The new automotive reality thanks to HoloLens

The new automotive reality thanks to HoloLens

Microsoft HoloLens is enabling automotive companies to move towards connected and electric vehicles

Elly Yates-Roberts |


Vehicles are becoming electric, connected and ever more personalised. These advances will likely be accompanied by changes to the manufacturing process, with greater use of factories that are smaller, more flexible and closer to the end user. This will, however, increase the complexity of training workers and delivering expertise to the factory floor. With over eight million people working for original equipment manufacturers worldwide and many more working for companies providing vehicle components, this promises to be a huge challenge.

One of the new solutions helping to manage this transformation is mixed reality, which is giving automotive companies a range of new capabilities to deliver greater efficiency.

Mercedes-Benz United States has chosen Microsoft HoloLens 2 and Dynamics 365 Remote Assist to help speed up its ability to diagnose and fix problems in vehicles at dealer service centres. Frontline workers can be connected to experts through their HoloLens headset, enabling them to see what they see and provide remote assistance, inspection and collaboration.

“We save so much time not having to go back and forth, uploading information, asking questions, waiting for a response,” said Marias Scolnik, shop foreman for the Mercedes of Coral Gables dealership. “A remote expert can draw on the holograms around the car to any spot where they want to pull our attention. They can show us in no time. To get cars back to the owners in a fraction of the time it used to take – diagnosed, fixed, washed and ready to roll – has a huge impact on our ability to provide excellent customer service.”

Learning and performance experts CraneMorley worked with Mercedes-Benz to develop a training course that helped to familiarise technicians with the technology and its capabilities.

“CraneMorley has worked closely with the Mercedes-Benz USA Academy team to provide training on their use of the Microsoft Dynamics 365 Guides authoring tool and we also developed a discovery learning course as part of the new model launch training for the GLE vehicle,” said Thomas Pratt, president of CraneMorley. “HoloLens supported the introduction of complex new technology by giving Superman-style X-ray vision to technicians to see how the components in the new suspension system work together to support a variety of ride modes, ranging from off road to giving highway driving the feel of a sport bike.”

Training can also be enabled by HoloLens itself, providing support to employees as they learn the complex systems and processes that goes in to producing a vehicle. Enklu, an automated platform for distributing mixed reality applications, enables auto manufacturers to rapidly onboard factory workers with instructor-led training in augmented reality. Technicians learn through augmented reality simulations of real-life scenarios created by subject-matter experts, which the Enklu says results in fewer technical errors and a reduction in workplace injuries.

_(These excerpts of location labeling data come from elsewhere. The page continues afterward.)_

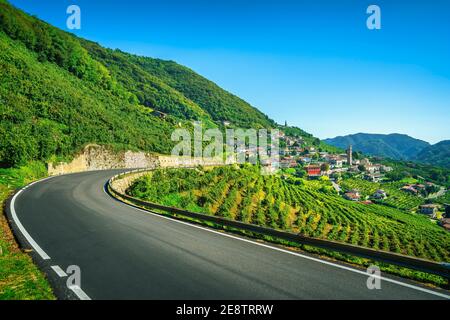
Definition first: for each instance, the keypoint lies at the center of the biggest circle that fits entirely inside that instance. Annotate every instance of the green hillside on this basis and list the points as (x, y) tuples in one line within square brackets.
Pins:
[(394, 146), (437, 154), (311, 208), (59, 93)]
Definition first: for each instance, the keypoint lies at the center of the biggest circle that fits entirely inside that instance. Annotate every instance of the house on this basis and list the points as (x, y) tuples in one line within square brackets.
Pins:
[(447, 210), (429, 209), (380, 194), (159, 114), (352, 195), (305, 159), (313, 171), (410, 189), (373, 177)]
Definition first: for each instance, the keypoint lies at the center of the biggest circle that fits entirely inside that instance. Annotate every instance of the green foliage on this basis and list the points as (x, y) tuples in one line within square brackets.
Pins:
[(437, 154), (20, 279), (45, 111), (310, 207), (407, 169)]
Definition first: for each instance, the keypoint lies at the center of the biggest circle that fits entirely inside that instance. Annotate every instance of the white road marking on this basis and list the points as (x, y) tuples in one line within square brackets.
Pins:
[(24, 232), (79, 293), (60, 272), (407, 285)]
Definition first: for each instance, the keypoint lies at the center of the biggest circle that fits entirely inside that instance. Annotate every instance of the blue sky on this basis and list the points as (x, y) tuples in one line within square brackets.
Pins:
[(312, 63)]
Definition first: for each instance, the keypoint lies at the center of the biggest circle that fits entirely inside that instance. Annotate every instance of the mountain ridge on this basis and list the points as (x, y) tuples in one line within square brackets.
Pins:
[(395, 146)]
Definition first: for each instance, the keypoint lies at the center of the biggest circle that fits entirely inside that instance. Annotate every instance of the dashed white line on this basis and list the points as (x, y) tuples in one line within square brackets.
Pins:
[(24, 232), (79, 293), (60, 272)]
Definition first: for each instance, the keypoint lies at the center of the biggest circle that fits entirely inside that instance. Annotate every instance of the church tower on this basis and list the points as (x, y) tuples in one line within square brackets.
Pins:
[(350, 155)]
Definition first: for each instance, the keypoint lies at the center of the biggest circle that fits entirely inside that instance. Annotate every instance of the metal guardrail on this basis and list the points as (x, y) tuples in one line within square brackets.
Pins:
[(441, 269)]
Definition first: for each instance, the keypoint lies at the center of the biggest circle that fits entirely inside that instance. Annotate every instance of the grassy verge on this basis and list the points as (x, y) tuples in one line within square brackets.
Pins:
[(20, 279)]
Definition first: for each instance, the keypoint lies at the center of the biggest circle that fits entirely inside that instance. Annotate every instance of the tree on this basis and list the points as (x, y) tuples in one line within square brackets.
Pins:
[(325, 167)]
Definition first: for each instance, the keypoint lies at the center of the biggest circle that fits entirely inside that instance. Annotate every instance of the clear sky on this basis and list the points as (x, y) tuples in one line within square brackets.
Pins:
[(313, 63)]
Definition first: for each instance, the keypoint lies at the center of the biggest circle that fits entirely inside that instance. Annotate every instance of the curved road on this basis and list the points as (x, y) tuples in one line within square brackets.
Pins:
[(125, 253)]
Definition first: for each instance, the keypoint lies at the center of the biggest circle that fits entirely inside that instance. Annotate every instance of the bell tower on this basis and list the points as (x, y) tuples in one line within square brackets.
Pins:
[(350, 155)]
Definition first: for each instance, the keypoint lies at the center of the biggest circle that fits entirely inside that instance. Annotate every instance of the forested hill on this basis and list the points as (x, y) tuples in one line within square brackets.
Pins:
[(394, 146), (59, 92), (437, 154)]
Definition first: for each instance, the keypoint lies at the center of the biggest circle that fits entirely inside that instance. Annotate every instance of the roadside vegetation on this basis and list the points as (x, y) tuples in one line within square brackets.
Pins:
[(311, 208), (20, 279)]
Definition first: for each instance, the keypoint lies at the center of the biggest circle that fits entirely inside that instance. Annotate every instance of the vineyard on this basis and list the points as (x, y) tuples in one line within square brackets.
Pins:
[(310, 208), (396, 198)]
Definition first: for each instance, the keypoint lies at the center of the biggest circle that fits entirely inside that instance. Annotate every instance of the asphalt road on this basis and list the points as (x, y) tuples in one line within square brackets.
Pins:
[(124, 253)]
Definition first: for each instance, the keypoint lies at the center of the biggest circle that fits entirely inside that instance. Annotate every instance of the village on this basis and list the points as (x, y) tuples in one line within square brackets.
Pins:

“Augmented reality evolves the way people learn, innovate and collaborate, but the tools and infrastructure required to create content are prohibitively expensive,” says Leila Amirsadeghi, a member of Enklu’s board of advisors. “Enklu allows organisations to leverage immersive learning to increase operational efficiency and effectiveness in a lower cost, scalable way.”

HoloLens is being deployed earlier on in the production process during the design of new vehicles. Thousands of decisions must be made by designers in close collaboration with engineering and management teams, with a lot of this work traditionally being done on expensive clay models. Ford is using HoloLens to blend these models with physical production vehicles via 3D holograms.

“Microsoft HoloLens allows a whole team of people to collaborate, share and look at ideas together,” said Elizabeth Baron, virtual reality and advanced visualisation technical specialist for Ford. “It is exciting because it helps our designers and engineers communicate effectively and ideate to see the future earlier in the process by mixing virtual and physical models. This allows great freedom and efficiency in how prototypes are created or changed.”

Microsoft partner Theorem Solutions is helping organisations extend the value of their 3D computer aided design assets by enabling them to be used in Microsoft HoloLens 2. 

“Theorem’s experience is that HoloLens drives major improvements in automotive design, factory layouts and the visual digital twin by closing the cognitive gap between CAD and the real world,” said Kevin Levy, marketing manager for Theorem Solutions. “In delivering a full scale, in-context and visceral visualisation experience, it improves the design review process and delivers cost reductions in manufacturing assembly as well as improving parts inspection and product quality”.